A Nicoletti va attribuito anche il manoscritto detto ‘del Cavalcaselle’, databile intorno al 1768, che illustrava con disegni e didascalie la riorganizzazione degli ambienti di rappresentanza del palazzo Pamphili secondo un vero e proprio programma museografico, ribadendo sia le competenze pittoriche sia le doti di arredatore dell’autore, espresse anche nel coevo progetto della saletta degli Specchi (Cappelletti, 1996; 1997).
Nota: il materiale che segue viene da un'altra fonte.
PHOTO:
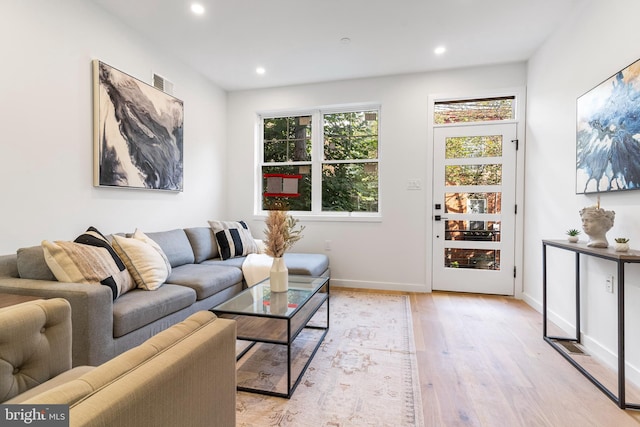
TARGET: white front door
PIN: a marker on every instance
(474, 208)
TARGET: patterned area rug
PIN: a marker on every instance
(364, 374)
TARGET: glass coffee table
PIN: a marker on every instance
(278, 333)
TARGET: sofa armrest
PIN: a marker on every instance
(35, 344)
(91, 314)
(185, 374)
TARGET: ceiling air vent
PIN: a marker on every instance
(163, 84)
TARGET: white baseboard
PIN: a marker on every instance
(594, 348)
(381, 286)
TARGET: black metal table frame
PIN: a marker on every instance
(291, 336)
(620, 260)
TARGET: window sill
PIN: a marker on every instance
(334, 217)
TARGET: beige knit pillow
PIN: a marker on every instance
(146, 261)
(78, 263)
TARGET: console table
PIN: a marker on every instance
(621, 259)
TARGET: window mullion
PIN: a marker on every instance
(317, 136)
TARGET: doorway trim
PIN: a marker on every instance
(520, 107)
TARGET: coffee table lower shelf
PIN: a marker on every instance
(278, 334)
(255, 355)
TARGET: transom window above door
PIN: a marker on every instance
(474, 110)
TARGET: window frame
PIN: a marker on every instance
(317, 161)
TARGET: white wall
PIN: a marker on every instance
(46, 149)
(391, 254)
(599, 41)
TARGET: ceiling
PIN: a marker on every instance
(303, 41)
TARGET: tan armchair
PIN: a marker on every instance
(184, 375)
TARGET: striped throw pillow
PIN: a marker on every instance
(234, 239)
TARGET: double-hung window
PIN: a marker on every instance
(321, 162)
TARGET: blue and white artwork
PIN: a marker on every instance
(608, 134)
(138, 133)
Nella sua veste più nota di abilissimo allestitore e arredatore, dopo essersi occupato degli apparati per ricorrenze familiari (funerale del cardinale Doria in S. Cecilia, 3 febbraio 1759; battesimo del primogenito di Andrea Doria Pamphili e Leopoldina Savoia-Carignano in palazzo Doria Pamphili, 20 novembre 1768), il 2 aprile 1769, in occasione della festa in onore dell’imperatore Giuseppe II e del granduca di Toscana Pietro Leopoldo, Nicoletti presentò la straordinaria trasmutazione del cortile di palazzo Doria Pamphili in un enorme salone da ballo interamente da lui «inventata e diretta» e tramandata da un dettagliatissimo disegno prospettico evidentemente destinato alla stampa (Gonzales, 1997, pp. 164, 187-190).
La dimestichezza con il mondo delle allegorie religiose, storiche e mitologiche richieste dagli apparati festivi nel 1775 gli valse l’ingresso nell’accademia dell’Arcadia con il nome pastorale di Eliodoro Atticense (Giorgetti Vichi, 1977), coronandone troppo tardi la carriera di architetto erudito.
Morì nella sua casa in piazza di Pietra l’8 novembre 1776, e fu commemorato nella vicina chiesa parrocchiale di S. Maria in Aquiro alla presenza di una delegazione di accademici di S. Luca (Manfredi 1991; Ricciutelli, 2007, p. 251).
Melchiorre Passalacqua prese il suo posto presso i Pamphili e altri committenti, e seguì l’inizio della carriera del figlio Filippo (Ricciutelli, 2007, p. 245; Varagnoli, 2007).